Tra i casi di rimpicciolimenti o addensamenti è conosciuto quello di Eusapia Palladino, la famosa medium e spiritista italiana con presunti poteri di levitazione, materializzazione di spiriti di defunti e di oggetti. Fu il dottor P. Brilien a raccontarlo essendone stato testimone, in quanto la vide scomparire per gradi davanti a lui, lasciando una “macchia bianca” dove si trovava prima la sua forma fisica.

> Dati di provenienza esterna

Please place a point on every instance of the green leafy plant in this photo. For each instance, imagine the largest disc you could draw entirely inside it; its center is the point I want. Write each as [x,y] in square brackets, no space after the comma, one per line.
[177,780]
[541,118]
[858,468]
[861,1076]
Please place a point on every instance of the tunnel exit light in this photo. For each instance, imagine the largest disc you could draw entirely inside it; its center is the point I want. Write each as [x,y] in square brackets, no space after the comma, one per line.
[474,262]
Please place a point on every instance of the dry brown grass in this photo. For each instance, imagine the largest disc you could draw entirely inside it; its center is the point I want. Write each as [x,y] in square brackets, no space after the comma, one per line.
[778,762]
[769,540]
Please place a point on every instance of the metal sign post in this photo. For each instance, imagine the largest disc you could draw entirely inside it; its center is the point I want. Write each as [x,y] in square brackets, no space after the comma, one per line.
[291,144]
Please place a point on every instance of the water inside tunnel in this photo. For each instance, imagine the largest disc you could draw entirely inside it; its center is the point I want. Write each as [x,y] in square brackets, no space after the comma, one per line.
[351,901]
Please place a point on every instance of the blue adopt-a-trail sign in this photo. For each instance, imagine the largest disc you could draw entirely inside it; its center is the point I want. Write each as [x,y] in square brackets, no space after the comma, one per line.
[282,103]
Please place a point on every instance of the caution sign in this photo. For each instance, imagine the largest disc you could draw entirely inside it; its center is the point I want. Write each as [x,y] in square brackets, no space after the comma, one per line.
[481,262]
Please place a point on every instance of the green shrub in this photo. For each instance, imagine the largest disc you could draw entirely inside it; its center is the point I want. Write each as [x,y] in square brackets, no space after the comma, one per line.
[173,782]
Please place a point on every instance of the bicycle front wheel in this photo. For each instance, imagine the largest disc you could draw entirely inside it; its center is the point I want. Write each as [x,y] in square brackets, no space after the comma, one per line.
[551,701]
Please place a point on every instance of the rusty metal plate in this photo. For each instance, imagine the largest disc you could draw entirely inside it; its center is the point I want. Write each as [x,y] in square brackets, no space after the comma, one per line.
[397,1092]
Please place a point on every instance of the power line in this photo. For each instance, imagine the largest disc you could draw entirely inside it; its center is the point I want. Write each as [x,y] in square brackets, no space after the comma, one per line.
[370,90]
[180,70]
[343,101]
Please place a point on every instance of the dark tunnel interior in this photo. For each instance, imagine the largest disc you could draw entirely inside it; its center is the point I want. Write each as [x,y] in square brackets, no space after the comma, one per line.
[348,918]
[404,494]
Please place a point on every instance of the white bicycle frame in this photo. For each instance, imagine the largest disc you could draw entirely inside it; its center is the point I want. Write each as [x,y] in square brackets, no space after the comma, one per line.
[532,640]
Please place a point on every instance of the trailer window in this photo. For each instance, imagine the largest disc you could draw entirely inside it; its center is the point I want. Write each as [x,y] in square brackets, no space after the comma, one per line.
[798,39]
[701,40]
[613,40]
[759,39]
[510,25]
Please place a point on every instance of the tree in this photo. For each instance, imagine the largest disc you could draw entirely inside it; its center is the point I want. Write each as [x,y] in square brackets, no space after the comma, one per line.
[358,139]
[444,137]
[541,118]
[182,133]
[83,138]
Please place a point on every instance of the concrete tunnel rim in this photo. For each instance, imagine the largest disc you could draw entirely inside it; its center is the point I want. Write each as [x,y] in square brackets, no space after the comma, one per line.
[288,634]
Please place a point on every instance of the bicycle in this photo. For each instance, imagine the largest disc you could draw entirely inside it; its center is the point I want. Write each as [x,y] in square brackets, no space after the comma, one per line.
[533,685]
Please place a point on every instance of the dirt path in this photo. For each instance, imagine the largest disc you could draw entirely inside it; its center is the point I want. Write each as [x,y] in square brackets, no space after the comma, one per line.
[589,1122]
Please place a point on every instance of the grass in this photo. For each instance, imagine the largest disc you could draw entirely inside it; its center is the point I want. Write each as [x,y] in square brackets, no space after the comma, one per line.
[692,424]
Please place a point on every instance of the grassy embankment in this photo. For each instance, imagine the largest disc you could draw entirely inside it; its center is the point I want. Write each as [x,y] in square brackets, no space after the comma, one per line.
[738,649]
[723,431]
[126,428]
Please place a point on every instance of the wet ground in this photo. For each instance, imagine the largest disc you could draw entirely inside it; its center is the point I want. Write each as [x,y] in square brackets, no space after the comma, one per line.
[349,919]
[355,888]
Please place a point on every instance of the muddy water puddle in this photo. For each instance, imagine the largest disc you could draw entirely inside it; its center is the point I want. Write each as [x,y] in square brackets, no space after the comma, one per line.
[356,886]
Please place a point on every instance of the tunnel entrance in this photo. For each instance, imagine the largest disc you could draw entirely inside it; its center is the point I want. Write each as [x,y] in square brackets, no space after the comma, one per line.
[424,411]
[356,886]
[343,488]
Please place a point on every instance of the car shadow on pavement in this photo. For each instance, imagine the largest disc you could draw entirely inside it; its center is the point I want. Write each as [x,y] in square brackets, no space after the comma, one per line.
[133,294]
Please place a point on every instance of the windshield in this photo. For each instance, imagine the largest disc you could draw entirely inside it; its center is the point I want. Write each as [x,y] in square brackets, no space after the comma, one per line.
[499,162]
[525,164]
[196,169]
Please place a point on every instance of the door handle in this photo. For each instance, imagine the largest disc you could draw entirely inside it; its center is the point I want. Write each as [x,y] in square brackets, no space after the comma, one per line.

Una dei più affascinanti casi documentati riguarda Madame d’Esperance, una medium che si dematerializzava in uno stato di piena coscienza e di fronte a testimoni, pronti a confermare gli eventi, altrimenti incredibili. Il presunto episodio avvenne a Helsingfors in Finlandia, il giorno 11 dicembre 1895, durante il quale la parte inferiore del suo corpo sparì per quindici minuti.

Lei stessa affermò, raccontando l’episodio, di aver rilassato i muscoli e fatto cadere le mani che, invece di poggiare sulle ginocchia, si trovavano direttamente sulla sedia sulla quale era seduta. Dopo essersi tastata la gonna in maniera accurata, cercò di localizzare le gambe e la metà inferiore del corpo, che era completamente scomparso e, chinatasi per vedere i propri piedi, finì per perdere l’equilibrio, riuscendo ad afferrare la mano del professor Seiling – che assisteva all’esperimento – che rivelò che davanti a lui c’era solo la sua gonna.

C’è da dire che, in seguito, fu denunciata per frode a seguito di queste sedute ma fu ritenuta genuina dal ricercatore psichico Alexander Aksakof, che aveva assistito di persona quando nel 1893 una parte delle sue costole fù dematerializzata mentre il resto del corpo era rimasto nella stanza di fronte i partecipanti alla seduta.